LEESBURG, Va. (AP) — A lawyer for a school system official accused of perjuring himself during a high-profile investigation of two school-based sexual assaults told jurors Tuesday that her client is “the fall guy” for a series of administrative failings.
The perjury case against Loudoun County Public Schools spokesman Wayde Byard is the first prosecution to go to trial from a special grand jury investigation commissioned by Republican Attorney General Jason Miyares at the request of Republican Gov. Glenn Youngkin.
The grand jury examined the school system’s handling of two sexual assaults at two different high schools in 2021. The assaults became a major issue in that year’s gubernatorial election in part because the boy who committed the assaults was allowed to transfer to another school after the first attack and in part because the boy was wearing a skirt when he committed the first attack in a school bathroom. At the time the county was considering a policy change to allow transgender students to use the restroom of their choice.

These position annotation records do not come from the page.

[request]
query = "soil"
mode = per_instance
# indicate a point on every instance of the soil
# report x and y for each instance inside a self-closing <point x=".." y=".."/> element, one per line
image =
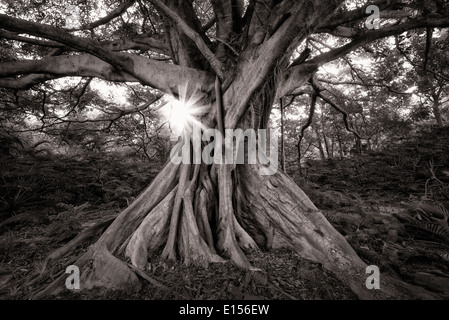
<point x="372" y="199"/>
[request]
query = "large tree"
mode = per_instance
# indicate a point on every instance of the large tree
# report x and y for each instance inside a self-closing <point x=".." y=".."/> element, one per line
<point x="235" y="59"/>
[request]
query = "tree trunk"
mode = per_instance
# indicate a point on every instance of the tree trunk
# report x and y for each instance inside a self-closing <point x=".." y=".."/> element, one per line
<point x="282" y="136"/>
<point x="437" y="112"/>
<point x="204" y="213"/>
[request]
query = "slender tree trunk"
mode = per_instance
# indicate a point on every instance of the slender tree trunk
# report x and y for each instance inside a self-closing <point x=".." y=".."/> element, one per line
<point x="282" y="155"/>
<point x="320" y="146"/>
<point x="437" y="112"/>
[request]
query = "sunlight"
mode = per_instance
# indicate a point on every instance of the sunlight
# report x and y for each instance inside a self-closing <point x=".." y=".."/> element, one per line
<point x="185" y="112"/>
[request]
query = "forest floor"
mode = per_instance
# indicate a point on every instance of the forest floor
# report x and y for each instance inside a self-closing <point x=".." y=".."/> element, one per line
<point x="377" y="200"/>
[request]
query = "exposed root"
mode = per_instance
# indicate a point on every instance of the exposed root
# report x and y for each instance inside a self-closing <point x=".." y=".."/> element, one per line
<point x="299" y="225"/>
<point x="152" y="232"/>
<point x="227" y="242"/>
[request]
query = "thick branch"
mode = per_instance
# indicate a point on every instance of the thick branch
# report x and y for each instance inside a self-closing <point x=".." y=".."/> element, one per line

Byard is well known in the county as the school system’s longtime spokesman, and holds a cult status of sorts among students as the voice that delivers the good news about school closures for snow.
During opening statements Tuesday, defense lawyer Jennifer Leffler said Byard’s fame worked against him in the grand jury investigation, as a politically charged probe looked for someone to blame.
“He’s the face of Loudoun County Public Schools,” she said of Byard. “He’s the fall guy. That’s why we’re here.”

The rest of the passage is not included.